NLA backs first cannabis bill reading

Agrees to lift curbs, but docs still get say

The National Legislative Assembly has approved the bill on marijuana usage for medical purposes in its first reading but insists that strict controls are still required.

All 145 NLA members, with only one abstainer, unanimously passed the bill at yesterday's session.

The lawmakers agreed with the move to ease restrictions on cannabis and levelling its status from a pure narcotic to prospective medicine. However, they made it clear that an appropriate quantity must be clearly identified only by doctors and researchers.

The members will wait to see complete details of the bill in its final reading after the law is examined by a scrutiny committee, which was set up yesterday.

The committee has been given 60 days to scrutinise the bill before forwarding it back to the NLA for consideration.

The bill was originally designed to contain 17 sections. They mainly involve acceptable possession of marijuana for treatment and a new authority of the Office of the Narcotics Control Board to determine areas of marijuana usage, possession, and plantation areas.

Who can possess cannabis has been already determined, NLA member Somchai Swangkarn said.

They include doctors, traditional Thai practitioners, ministry officials and the Government Pharmaceutical Organisation (GPO). All of them are still required to ask the Public Health Ministry for permission before going ahead with their treatments.

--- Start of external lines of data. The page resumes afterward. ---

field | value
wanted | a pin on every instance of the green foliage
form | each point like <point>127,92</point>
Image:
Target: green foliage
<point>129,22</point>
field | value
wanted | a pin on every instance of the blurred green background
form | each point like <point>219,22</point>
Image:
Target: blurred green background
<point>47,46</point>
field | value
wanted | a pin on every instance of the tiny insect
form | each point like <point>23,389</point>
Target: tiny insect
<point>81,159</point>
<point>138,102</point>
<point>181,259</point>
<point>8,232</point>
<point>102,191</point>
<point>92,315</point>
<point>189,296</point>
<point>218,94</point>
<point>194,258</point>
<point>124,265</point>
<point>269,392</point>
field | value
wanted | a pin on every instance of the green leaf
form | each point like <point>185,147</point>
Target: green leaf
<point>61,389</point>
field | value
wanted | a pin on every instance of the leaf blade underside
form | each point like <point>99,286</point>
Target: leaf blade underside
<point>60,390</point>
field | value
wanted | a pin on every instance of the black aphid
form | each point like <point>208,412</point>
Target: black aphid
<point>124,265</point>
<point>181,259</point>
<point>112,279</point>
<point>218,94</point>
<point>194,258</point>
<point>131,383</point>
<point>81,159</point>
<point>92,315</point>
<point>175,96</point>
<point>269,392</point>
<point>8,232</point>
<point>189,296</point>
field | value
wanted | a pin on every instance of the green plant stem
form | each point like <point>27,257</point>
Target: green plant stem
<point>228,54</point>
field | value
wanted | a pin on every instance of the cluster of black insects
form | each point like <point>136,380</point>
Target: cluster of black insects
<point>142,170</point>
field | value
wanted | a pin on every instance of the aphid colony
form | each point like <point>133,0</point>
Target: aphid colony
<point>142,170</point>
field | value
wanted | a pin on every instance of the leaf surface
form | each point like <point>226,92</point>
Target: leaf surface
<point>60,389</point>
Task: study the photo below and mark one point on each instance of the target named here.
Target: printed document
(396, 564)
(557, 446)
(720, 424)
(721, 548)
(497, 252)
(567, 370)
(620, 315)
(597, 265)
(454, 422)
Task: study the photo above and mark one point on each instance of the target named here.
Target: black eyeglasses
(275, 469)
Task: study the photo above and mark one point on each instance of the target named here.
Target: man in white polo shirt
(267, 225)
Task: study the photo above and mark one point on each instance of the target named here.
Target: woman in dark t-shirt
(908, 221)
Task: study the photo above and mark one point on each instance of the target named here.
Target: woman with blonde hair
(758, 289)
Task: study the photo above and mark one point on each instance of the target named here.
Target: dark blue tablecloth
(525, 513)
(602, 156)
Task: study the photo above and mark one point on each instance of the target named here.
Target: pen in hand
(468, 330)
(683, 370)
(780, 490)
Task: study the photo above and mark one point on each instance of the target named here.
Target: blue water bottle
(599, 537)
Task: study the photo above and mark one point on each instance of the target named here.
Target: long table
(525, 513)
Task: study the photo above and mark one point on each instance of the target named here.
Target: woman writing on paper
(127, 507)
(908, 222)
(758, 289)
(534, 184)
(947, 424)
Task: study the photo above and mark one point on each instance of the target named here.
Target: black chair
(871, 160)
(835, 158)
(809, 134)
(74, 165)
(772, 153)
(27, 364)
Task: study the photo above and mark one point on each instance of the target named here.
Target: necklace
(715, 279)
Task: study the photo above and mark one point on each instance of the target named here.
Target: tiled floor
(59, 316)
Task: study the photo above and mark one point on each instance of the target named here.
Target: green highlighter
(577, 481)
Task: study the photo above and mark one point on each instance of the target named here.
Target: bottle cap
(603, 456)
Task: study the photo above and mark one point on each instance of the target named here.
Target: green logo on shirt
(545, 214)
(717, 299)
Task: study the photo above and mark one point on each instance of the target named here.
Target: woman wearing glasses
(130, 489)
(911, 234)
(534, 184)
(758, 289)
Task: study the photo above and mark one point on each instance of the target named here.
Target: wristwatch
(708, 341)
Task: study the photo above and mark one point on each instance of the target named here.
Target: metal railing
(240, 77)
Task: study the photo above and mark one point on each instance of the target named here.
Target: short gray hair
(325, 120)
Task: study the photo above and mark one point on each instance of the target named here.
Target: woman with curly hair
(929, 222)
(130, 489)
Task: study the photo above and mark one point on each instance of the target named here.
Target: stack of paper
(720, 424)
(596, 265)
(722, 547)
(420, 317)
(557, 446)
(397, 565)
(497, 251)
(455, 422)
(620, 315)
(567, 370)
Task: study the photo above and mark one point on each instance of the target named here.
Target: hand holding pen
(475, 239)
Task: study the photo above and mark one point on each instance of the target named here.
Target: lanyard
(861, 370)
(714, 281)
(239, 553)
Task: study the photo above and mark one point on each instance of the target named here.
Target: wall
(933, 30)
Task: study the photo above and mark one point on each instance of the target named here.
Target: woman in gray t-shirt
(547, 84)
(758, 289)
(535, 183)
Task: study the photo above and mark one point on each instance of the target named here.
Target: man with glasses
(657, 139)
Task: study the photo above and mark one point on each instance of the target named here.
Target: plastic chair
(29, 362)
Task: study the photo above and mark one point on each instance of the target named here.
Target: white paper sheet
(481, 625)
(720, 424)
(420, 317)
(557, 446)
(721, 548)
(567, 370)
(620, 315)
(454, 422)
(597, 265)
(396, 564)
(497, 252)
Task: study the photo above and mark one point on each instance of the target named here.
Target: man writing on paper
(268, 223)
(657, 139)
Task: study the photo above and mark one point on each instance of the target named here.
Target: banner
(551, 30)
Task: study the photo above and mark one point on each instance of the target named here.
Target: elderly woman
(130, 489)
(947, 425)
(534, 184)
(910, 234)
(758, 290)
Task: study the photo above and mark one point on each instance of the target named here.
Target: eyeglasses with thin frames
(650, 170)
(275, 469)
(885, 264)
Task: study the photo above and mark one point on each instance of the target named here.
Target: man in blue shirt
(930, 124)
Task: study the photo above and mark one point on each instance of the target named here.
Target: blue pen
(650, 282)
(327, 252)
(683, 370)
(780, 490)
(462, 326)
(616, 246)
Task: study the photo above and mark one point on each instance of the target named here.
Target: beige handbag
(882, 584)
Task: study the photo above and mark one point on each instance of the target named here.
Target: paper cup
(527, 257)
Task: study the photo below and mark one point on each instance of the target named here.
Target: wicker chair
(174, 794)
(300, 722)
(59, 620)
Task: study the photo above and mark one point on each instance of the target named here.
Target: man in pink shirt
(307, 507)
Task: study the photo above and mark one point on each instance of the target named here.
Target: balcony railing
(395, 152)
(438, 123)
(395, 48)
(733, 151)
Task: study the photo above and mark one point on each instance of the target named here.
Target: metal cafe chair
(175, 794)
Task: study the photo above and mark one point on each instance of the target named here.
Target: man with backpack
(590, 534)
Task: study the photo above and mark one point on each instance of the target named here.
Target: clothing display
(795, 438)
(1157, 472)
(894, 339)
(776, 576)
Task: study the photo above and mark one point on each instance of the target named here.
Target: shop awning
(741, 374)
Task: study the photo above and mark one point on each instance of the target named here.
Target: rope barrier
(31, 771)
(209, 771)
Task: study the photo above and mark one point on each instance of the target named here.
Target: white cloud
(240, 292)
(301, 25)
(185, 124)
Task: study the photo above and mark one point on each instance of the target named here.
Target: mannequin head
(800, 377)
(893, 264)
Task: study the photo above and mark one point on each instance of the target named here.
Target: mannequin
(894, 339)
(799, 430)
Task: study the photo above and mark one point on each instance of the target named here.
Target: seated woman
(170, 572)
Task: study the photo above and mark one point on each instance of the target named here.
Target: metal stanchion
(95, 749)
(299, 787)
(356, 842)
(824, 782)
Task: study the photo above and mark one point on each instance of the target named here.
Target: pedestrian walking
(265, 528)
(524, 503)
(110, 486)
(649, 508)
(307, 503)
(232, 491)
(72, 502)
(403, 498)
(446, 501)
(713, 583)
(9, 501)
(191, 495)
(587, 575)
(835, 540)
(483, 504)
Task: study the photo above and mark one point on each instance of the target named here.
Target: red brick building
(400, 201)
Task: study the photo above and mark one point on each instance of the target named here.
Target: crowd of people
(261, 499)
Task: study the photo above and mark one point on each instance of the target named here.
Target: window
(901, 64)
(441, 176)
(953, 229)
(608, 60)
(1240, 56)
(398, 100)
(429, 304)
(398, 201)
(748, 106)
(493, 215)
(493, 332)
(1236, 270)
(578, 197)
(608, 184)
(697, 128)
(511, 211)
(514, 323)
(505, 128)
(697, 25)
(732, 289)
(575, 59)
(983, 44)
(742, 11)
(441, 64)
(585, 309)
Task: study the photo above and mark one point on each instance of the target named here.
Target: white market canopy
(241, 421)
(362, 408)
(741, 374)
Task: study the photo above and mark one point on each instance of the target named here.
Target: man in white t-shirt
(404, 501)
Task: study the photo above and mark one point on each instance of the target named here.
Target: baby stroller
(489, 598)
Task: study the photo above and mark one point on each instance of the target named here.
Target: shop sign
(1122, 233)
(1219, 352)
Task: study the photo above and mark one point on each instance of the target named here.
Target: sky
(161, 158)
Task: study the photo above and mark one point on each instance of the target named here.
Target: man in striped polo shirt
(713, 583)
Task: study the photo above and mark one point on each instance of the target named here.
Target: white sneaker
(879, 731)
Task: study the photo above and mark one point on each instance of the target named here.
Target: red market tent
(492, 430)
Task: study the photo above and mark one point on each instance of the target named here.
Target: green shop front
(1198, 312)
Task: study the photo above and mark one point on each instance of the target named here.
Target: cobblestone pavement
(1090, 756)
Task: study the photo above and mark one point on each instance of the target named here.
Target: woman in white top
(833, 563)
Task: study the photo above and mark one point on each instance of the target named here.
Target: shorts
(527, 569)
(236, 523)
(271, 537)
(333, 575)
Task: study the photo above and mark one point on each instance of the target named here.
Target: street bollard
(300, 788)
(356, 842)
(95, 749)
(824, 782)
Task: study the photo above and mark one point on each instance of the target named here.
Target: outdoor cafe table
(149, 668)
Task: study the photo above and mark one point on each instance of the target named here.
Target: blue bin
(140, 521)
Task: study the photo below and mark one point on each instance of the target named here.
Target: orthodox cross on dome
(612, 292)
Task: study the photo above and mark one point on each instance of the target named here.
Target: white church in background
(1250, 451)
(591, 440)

Reportedly, the GPO has invested 120 million baht in a new factory to develop cannabis products for medical usage.

It has also examined whether it can make use of dried marijuana confiscated by police instead of disposal.

The organisation late last month sent samples of 100 kilogrammes of cannabis seized by the Narcotics Suppression Bureau to examine contaminants in the drugs.

The results, announced yesterday by the Medical Sciences Department, found traces of harmful pesticides, notably chlorpyrifos, as well as heavy metals such as arsenic and mercury, its chief Opart Karnkawinpong said.

This has halted efforts to extract substances from cannabis.

It's good to know the quality of seized drugs, GPO Research and Development Institute chief Nuntakan Suwanpidokkul said, adding the findings clearly show marijuana is not suitable for any further applications.

The GPO wants only pure marijuana extracts for studies and medicine production.

The organisation is planning to study the right marijuana types for those purposes at its compound in Pathum Thani. It is also surveying an area in Chon Buri's Nong Yai district to grow the plant for making medicine on an industrial scale.

Experts said cannabis extract can be used as an alternative liquid medicine that can be sprayed into the mouth to ease pain caused by demyelinating disease.

Researchers are also studying its potential use in combatting cancer.

The move to "unlock" the use of cannabis has gained massive support. Up to 99% of people surveyed on their views about the draft law via a state-run website agreed with the move, Mr Somchai said.